1. John - 9 February 2006

These are hard questions you ask, but here’s another one: who prescribed this drug? NHS doctors aren’t allowed to prescribe drugs that aren’t approved in this country. This drug is at a halfway house (licensed for sale but not approved for use by NICE), which still makes me wonder why this man “has” to take Tarceva. If he’s self-medicating, I see no reason why the NHS should pay. If he was prescribed the drug by a private doctor, why can he afford that but not the drugs? If he was, in fact, prescribed it by an NHS doctor, why did this happen, and should the doctor not prescribed something that’s actually available?

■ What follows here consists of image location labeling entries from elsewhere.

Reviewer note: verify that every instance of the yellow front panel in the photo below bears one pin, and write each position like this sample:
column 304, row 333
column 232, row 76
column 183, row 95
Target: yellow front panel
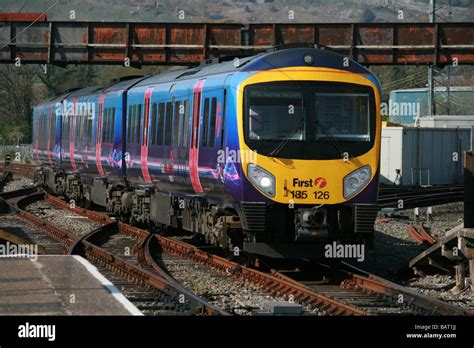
column 310, row 181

All good stimulating stuff, though!

pax et bonum

2. Kathryn - 10 February 2006

Hmmn. Convoluted havering begins here.
The trouble is that there is probably no-one whom the man trusts to talk him through all this…to face the fact that 2 months longer may not be worth all he is investing in it (emotionally…if not financially). If he believes his life is being undervalued by the NHS, a fight is understandable…If he is terrified of death, that is so sad, but not uncommon. If he has a particular goal in view, 6 weeks down the line, who knows? I’m more than a little perplexed by all this…Have a look, if you’ve time, at http://www.moreena.blogspot.com. “Falling Down is also a gift”.
In Chicago, a little girl called Annika has had 2 liver transplants, and may need a 3rd. Her life has been on the line for so long now…and her parents’ health insurance may just have run out. Having shared vicariously in her families struggles for months now, I couldn’t make a decision in this case…though Moreena, her mum, began to wonder if she might have to. I guess all we can do is pray.For wisdom and healing,where it is most needed, and that there may be the right people beside each person who walks through the shadows, so that they may find the way to be one that leads directly home.